Ablation on Quality of Training Data. Table[6](https://arxiv.org/html/2606.26916#S5.T6 "Table 6 ‣ 5.4 Ablation Study ‣ 5 Experiments and Results ‣ PhysRAG: Enhancing Physics-Awareness in Video Generation via Retrieval-Augmented Generation") evaluates the effectiveness of our data filtering pipeline by comparing models trained on raw data versus our curated physical dataset. Comparing Random-SFT with Filtered-SFT, the filtered data yields a baseline improvement from 0.539 to 0.546, demonstrating that removing low-quality samples provides a cleaner training signal. More importantly, when integrating our RAG module, PhysRAG + Random Data achieves only 0.544, even underperforming compared to the pure Filtered-SFT baseline. In contrast, our full method, PhysRAG + Filtered Data, reaches a state-of-the-art score of 0.578. These results show that RAG benefits substantially from high-quality, physically consistent data.

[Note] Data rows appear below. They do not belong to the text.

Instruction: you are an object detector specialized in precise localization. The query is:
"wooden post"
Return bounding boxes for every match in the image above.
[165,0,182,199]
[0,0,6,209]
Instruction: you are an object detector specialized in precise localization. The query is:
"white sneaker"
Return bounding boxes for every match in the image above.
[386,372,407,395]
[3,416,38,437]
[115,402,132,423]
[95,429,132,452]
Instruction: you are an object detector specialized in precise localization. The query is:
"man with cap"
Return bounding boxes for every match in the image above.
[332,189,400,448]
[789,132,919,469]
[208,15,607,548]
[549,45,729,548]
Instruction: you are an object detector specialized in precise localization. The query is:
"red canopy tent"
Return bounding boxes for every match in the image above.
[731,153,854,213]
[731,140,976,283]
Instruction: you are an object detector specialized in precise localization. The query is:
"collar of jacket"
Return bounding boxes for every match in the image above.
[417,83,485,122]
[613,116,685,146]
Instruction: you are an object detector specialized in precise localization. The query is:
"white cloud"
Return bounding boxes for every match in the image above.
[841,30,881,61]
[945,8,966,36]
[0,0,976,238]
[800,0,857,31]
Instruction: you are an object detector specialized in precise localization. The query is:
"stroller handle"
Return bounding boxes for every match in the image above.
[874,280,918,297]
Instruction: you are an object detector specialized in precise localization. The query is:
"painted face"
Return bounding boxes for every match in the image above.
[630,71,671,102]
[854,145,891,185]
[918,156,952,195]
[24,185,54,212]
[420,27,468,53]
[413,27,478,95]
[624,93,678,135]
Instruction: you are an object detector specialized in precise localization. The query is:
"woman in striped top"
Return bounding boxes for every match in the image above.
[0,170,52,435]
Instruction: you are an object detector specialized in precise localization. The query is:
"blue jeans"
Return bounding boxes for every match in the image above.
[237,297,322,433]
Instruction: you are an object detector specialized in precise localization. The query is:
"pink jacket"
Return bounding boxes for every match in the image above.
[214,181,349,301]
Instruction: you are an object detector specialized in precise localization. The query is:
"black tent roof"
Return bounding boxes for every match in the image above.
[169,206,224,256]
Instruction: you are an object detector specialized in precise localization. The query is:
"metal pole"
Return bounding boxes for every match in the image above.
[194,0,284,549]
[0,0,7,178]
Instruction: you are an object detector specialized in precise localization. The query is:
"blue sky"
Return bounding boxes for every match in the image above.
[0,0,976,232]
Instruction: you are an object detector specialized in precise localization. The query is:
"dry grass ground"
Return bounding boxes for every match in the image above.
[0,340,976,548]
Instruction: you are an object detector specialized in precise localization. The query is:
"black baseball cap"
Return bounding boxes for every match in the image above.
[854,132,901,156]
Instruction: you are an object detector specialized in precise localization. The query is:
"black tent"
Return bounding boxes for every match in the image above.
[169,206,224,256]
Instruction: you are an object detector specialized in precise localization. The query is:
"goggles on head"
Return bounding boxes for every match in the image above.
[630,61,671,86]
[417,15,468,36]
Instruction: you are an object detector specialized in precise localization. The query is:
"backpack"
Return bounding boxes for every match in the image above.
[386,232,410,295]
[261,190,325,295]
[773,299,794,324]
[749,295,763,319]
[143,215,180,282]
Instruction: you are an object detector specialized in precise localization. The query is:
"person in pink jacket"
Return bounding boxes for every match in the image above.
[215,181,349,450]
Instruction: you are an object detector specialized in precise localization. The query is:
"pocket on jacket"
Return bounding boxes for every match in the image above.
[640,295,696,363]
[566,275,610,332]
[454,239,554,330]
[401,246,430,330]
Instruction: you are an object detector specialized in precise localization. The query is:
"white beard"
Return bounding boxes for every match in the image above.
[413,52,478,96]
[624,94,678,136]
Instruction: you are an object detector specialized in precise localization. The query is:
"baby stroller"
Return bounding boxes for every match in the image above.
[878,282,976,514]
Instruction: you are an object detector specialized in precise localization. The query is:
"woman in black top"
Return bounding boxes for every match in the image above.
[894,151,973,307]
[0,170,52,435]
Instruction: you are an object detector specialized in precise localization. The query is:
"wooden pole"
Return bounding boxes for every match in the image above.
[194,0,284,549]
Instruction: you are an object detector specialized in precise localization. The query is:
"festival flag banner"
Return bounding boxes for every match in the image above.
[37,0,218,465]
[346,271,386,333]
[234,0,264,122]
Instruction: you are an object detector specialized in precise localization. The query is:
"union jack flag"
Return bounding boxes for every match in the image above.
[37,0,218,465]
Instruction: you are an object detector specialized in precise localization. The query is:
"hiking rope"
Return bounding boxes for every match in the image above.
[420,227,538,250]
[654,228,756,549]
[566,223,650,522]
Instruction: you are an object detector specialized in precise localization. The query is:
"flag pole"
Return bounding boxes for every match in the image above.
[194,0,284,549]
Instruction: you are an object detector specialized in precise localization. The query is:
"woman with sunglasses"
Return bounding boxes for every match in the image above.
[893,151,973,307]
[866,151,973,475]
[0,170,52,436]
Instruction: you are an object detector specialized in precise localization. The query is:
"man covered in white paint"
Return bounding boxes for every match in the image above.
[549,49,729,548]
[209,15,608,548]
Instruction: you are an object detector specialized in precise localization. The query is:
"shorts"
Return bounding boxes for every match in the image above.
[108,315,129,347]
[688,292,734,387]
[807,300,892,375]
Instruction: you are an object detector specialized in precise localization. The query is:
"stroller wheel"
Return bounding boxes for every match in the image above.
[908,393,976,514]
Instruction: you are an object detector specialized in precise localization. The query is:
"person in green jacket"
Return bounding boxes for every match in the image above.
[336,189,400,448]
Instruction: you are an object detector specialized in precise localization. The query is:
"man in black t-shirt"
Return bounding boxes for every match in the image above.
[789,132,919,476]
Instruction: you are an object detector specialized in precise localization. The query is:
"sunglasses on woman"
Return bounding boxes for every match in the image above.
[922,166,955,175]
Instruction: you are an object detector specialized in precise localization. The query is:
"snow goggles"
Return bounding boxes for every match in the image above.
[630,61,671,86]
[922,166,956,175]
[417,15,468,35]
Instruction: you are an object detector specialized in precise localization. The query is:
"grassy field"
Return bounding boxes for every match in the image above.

Ablation on Injection Layers. Table[7](https://arxiv.org/html/2606.26916#S5.T7 "Table 7 ‣ 5.4 Ablation Study ‣ 5 Experiments and Results ‣ PhysRAG: Enhancing Physics-Awareness in Video Generation via Retrieval-Augmented Generation") investigates the impact of injecting physical features into different layers of the Video DiT backbone. We compare three single-layer injection variants—RAG-Front (layer 0), RAG-Mid (layer 15), and RAG-Back (layer 24)—against our proposed Multi-layer approach (layers 0, 1, and 2). The results show that single-layer injection, particularly at the extreme front or back, is insufficient to capture the full complexity of physical dynamics. In contrast, our multi-layer strategy achieves the highest performance (0.578) across all metrics. This superiority stems from two factors: first, injecting into the initial layers allows the DiT to prioritize learning high-level physical representations, early in the generation process; second, the multi-layer design facilitates a more comprehensive integration of physical priors across different levels of feature abstraction, ensuring better consistency in the resulting video.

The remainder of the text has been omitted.